Aan de Voorzitter van de Tweede Kamer der Staten-Generaal

's-Gravenhage, 8 november 1996

In mijn brief d.d. 30 mei 1996 (24 345, nr. 12) heb ik u meegedeeld dat op 29 mei 1996 een «overeenkomst op hoofdlijnen» inzake een fusie van de Arbo-diensten van de Staat, Philips en de NS is getekend. In aanvulling op deze brief kan ik u thans meedelen dat er definitieve overeenstemming is bereikt over een aandeelhoudersovereenkomst tussen de Staat, Philips en NS, inzake de juridische fusie per 1 januari 1996 van de N.V. RBB, Philips Arbo-dienst B.V. en SE Arbo B.V.1

De op te richten vennootschap krijgt de vorm van een besloten vennootschap met beperkte aansprakelijkheid.

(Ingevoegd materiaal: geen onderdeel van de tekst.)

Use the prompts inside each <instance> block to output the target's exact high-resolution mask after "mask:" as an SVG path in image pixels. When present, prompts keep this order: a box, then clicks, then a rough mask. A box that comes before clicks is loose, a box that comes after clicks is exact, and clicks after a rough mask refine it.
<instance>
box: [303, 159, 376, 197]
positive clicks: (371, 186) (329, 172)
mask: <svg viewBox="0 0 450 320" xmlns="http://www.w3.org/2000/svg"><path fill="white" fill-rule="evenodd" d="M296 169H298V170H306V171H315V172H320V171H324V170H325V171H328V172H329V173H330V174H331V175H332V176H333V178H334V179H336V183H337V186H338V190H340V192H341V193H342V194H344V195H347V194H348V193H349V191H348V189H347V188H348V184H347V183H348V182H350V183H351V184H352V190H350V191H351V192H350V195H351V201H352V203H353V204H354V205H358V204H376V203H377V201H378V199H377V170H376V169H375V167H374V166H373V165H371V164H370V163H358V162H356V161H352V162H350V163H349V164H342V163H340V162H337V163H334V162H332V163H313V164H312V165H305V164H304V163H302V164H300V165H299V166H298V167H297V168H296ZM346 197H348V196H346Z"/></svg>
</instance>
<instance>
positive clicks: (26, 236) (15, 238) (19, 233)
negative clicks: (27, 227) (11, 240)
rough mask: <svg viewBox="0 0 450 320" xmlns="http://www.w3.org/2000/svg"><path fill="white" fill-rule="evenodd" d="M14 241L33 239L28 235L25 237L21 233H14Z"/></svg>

De naam van de nieuwe vennootschap zal na de juridische fusie openbaar worden gemaakt.

De Staat der Nederlanden die thans 100% van de aandelen van de N.V. RBB houdt, verkrijgt in de nieuwe vennootschap 48% van het geplaatste aandelenkapitaal. Nederlandse Philips Bedrijven B.V. verkrijgt 27,5% en N.S. Groep N.V. verkrijgt 24,5% van het geplaatste aandelenkapitaal. De Raad van Commissarissen zal bestaan uit vier leden, waarvan twee worden benoemd door de minister van Binnenlandse Zaken in overeenstemming met de minister van Financiën, namens de Staat.

De vennootschap krijgt een driehoofdige directie, samengesteld uit de huidige directeuren van de drie afzonderlijke Arbo-diensten. Deze directie staat onder voorzitterschap van de huidige directeur van de N.V. RBB, mevrouw drs. H. Donkervoort.

De Staat heeft de N.V. RBB per privatiseringsdatum van 1 juli 1996 een lening verstrekt ter waarde van f 6,740 mln. Deze lening wordt op het moment van fusie afgelost door de N.V. RBB; tegelijkertijd zal de Staat aan de na fusie ontstane vennootschap een kortlopende lening verstrekken ter waarde van f 5 mln. Deze lening wordt in een aantal tranches afgelost. De laatste aflossing vindt plaats uiterlijk 31 december 1998.

De Minister van Binnenlandse Zaken,

H. F. Dijkstal


XNoot
1

Ter vertrouwelijke inzage, alleen voor de leden, gelegd bij de afdeling Parlementaire Documentatie.